$\phi^4$ theory in higher dimensions

Question

For a scalar, the Lagrangian $$L = \partial_{\mu}\phi\partial^{\mu}\phi - m^2\phi^2 + \lambda \phi^4$$ seems to be particularly suited for 4 dimensional space-time. In four dimensions, the coupling constant, $\lambda$, ends up being dimensionless, and the theory is renormalizable. How does the interaction Lagrangian $\lambda \phi^4$ get modified for higher dimensions? Does it become $\lambda\phi^n$ in n-dimensions? Is the $\phi^4$ theory or $\phi^n$ theory renormalizable in higher dimensions? Also, any literature reference would also be helpful.

Answer 1

Let $D$ be the spacetime dimension. The action is dimensionless for any $D$ (since the action has units of $\hbar$, and we set $\hbar=1$)., Since $S = \int {\rm d}^D x \mathcal{L}$, and the volume element ${\rm d}^D x$ has mass dimension $-D$, this means the Lagrangian $\mathcal{L}$ has dimension $D$

Assuming we have a weakly coupled scalar field theory, the scaling dimension of the field $\phi$ will be determined by the kinetic term, $\mathcal{L} \sim (\partial \phi)^2$ (if you like, in the free theory only the kinetic term and maybe mass term are there, so in the free theory these determine the scaling of the field, and then perturbative quantum corrections will only lead to small changes to the free theory mass dimension).
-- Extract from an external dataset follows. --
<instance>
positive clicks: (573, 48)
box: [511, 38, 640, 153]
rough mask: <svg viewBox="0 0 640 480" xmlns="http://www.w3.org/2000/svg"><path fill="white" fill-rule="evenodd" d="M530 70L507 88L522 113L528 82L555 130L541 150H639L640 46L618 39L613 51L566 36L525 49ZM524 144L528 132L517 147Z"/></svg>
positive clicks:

Since derivatives have mass dimension $1$ in any dimension, and the Lagrangian has mass dimension $D$, in order for things to work, the field must have dimensions $(D-2)/2$. You can check that in $D=4$, this works out to say that the field should have dimension $1$, which is the case.

Then we can consider a general operator (term in the Lagrangian) of the form \begin{equation} \mathcal{L} \sim \lambda \partial^{n_d} \phi^{n_\phi} \end{equation} where $\lambda$ is a (possibly dimensionful) coupling constant; $n_d$ is the number of derivatives; and $n_\phi$ is the number of powers of $\phi$. Then the dimension of $\lambda$ is \begin{equation} \Delta_\lambda = D - n_d - n_\phi \frac{D-2}{2} = D + \left(1-\frac{D}{2}\right)n_\phi - n_d \end{equation}

For $D=4, n_\phi=4, n_d=0$, this yields $\Delta_\lambda=0$, as you expect.
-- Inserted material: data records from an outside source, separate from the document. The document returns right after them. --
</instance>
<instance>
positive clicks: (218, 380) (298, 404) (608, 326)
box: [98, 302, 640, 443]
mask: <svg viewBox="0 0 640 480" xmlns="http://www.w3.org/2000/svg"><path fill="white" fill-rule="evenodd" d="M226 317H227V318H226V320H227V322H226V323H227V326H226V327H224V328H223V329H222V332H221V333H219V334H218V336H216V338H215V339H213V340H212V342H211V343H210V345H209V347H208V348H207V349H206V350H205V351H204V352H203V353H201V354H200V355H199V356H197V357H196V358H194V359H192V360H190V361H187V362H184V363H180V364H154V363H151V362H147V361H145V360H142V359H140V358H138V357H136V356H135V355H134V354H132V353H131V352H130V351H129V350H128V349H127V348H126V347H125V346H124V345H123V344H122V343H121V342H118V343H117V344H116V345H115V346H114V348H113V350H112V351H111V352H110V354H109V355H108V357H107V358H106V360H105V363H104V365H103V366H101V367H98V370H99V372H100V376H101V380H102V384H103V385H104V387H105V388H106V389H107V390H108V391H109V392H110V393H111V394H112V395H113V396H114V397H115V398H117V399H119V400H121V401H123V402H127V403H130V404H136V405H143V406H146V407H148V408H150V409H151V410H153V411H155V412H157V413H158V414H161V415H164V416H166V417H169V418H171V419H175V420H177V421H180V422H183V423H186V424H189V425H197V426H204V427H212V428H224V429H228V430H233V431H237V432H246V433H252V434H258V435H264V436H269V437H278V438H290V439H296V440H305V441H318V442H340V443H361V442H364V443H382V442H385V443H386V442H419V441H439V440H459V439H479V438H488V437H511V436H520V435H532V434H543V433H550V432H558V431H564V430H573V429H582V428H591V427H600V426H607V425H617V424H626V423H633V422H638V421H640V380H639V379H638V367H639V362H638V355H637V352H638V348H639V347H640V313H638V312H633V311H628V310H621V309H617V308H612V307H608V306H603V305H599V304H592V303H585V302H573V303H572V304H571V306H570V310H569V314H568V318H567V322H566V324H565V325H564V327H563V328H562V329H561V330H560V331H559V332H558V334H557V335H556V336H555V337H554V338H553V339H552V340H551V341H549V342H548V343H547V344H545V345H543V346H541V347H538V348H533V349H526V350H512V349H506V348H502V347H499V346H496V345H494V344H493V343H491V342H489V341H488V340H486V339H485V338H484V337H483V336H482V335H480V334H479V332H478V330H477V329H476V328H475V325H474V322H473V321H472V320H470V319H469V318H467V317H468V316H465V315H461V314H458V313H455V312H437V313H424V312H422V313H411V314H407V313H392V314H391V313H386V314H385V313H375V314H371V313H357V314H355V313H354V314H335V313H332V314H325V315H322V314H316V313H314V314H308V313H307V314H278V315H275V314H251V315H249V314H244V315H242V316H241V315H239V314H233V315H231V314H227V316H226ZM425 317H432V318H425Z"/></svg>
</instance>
For an arbitrary $D$, with $n_\phi=4, n_d=0$, we have \begin{equation} \Delta_\lambda = 4 - D \end{equation} which is negative for all $D>4$; in other words, $\phi^4$ theory is power-counting non-renormalizable for all $D>4$.

Since we set up the formalism, we might as well look at a general interaction. Let's set $n_d=0$. Then the expression is \begin{equation} \Delta_\lambda = D + \left(1-\frac{D}{2}\right)n_\phi \end{equation} Then...

• For $D=1$, this is always positive.
• For $D=2$, the mass dimension is always $2$ for any operator. (2 dimensions is special in many ways).
• For $D=3$, this simplifies to $\Delta_\lambda = 3 - \frac{n_\phi}{2}$, which is only nonegative if $n_\phi \leq 6$. Therefore, $\phi^6$ theory is dimensionless in three dimensions. Higher powers of $\phi$ are nonrenormalizable.
• For $D=4$, this becomes $\Delta_\lambda = 4 - n_\phi$, so only $\phi^3$ and $\phi^4$ theories are renormalizable.
• For $D=5$, this becomes $\Delta_\lambda = 5 - \frac{3 n_\phi}{2}$, so only $\phi^3$ is renormalizable.
• For $D=6$, we have $\Delta_\lambda = 6 - 2 n_\phi$, so $\phi^3$ is dimensionless (and therefore analogous to $\phi^4$ theory in $4$ dimensions). This is the theory that Srednicki bases the first third of his textbook on.
• For $D \geq 7$, all terms with $n_\phi \geq 3$ have negative mass dimension, and so are not renormalizable.

Since $n_d$ contributes negatively to $\Delta_\lambda$, any interactions with derivatives can only possibly be renormalizable if the derivative-less version is.